Academic-grade benchmark methodology for validating the GPU-native persistent actor paradigm.
RingKernel demonstrates that persistent GPU kernels operating as actors with lock-free message passing achieve fundamentally different performance characteristics compared to the traditional kernel-launch model — specifically:
- Sub-microsecond command injection (0.03 us vs 50-300 us traditional launch overhead)

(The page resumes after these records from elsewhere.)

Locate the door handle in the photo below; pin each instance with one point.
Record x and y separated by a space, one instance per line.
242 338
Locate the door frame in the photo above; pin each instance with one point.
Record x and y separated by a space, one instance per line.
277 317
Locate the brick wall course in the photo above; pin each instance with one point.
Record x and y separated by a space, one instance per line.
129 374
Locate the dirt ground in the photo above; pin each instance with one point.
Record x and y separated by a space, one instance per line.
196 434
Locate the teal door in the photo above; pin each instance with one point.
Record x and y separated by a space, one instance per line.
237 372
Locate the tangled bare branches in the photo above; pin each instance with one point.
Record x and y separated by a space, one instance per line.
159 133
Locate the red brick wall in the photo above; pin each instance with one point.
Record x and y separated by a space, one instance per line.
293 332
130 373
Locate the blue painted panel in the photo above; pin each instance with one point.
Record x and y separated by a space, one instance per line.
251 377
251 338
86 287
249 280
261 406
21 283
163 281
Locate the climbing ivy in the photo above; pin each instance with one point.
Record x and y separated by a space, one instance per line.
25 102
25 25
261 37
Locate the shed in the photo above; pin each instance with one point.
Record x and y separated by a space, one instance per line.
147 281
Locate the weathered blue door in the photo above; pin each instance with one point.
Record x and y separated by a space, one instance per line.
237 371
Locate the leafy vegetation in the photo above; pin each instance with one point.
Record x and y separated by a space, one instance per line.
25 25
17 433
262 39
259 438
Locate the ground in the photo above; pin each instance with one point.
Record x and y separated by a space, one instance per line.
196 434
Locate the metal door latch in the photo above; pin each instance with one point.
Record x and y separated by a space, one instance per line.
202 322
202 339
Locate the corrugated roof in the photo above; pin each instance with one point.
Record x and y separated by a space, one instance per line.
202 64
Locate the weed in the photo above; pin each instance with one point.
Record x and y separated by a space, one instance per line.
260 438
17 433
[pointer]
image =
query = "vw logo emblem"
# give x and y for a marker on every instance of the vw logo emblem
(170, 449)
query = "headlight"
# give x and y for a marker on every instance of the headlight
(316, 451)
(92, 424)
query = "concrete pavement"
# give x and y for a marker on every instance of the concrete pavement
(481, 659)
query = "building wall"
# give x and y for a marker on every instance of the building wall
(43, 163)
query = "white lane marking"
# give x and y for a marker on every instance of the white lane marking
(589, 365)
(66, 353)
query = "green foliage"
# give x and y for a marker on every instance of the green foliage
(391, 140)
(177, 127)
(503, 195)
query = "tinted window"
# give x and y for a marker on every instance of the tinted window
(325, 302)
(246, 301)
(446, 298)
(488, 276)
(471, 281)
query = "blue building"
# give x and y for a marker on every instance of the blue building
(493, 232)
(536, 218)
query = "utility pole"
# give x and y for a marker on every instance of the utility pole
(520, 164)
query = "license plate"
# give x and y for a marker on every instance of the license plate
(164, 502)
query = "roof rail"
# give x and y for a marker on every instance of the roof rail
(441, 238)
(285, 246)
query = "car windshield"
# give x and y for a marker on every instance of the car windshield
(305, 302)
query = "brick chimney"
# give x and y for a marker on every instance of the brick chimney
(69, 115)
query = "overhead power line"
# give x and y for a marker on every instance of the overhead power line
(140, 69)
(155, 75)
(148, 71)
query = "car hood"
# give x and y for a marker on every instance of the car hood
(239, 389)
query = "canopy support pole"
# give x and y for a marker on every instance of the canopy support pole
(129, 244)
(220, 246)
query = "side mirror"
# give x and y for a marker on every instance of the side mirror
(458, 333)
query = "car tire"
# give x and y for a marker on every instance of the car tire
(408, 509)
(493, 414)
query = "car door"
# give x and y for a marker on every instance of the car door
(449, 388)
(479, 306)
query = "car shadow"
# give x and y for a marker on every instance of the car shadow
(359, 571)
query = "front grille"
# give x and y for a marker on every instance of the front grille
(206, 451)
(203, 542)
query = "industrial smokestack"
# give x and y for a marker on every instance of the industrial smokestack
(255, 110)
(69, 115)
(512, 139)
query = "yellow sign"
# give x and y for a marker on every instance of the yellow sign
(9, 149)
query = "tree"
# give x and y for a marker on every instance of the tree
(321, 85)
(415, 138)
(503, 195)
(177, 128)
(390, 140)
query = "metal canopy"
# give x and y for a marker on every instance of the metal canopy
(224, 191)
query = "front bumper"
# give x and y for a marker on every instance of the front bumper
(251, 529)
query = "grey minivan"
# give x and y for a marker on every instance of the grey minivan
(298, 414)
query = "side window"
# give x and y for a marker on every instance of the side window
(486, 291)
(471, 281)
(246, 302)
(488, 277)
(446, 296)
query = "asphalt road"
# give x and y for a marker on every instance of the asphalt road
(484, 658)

- Zero-copy inter-kernel messaging via mapped memory and K2K channels
- Sustained throughput without re-launch overhead under mixed workloads
- Linear scalability of actor count within cooperative group limits
| Variable | Levels | Rationale |
|---|---|---|
| Execution model | Traditional (re-launch), Persistent (actor) | Core comparison |
| Message rate | 1K, 10K, 100K, 1M msg/s | Throughput scaling |
| Actor count | 1, 4, 16, 64, 256, 1024 | Scalability |
| Message payload | 64B, 256B, 1KB, 4KB | Payload sensitivity |
| Grid size | 32, 128, 512, max blocks | Resource pressure |
| GPU architecture | Ada (sm_89), Hopper (sm_90) | Hardware generality |
| Metric | Unit | Measurement Method |
|---|---|---|
| Injection latency | microseconds | CUDA events (device-side) |
| End-to-end latency | microseconds | Host clock bracketing |
| Throughput | messages/second | Count / wall-clock time |
| Tail latency | p50, p95, p99, p99.9 | Sorted measurement array |
| SM utilization | percent | NVTX + Nsight Compute |
| Memory bandwidth | GB/s | CUDA profiler |
| Power consumption | watts | nvidia-smi sampling |
| Control | Method |
|---|---|
| GPU clock frequency | Lock with nvidia-smi -lgc <max> |
| Compute mode | Exclusive process: nvidia-smi -c EXCLUSIVE_PROCESS |
| CPU governor | Performance mode: cpupower frequency-set -g performance |
| Thermal state | 5-minute warmup before measurement |
| OS interference | Disable GUI, minimize background services |
| Memory state | Fresh allocation per trial (no reuse) |
| ECC | Report ECC status (may affect bandwidth) |
[Warmup: 100 iterations, discarded]
[Measurement: 1000 iterations, recorded]
× 10 independent trials (fresh process each)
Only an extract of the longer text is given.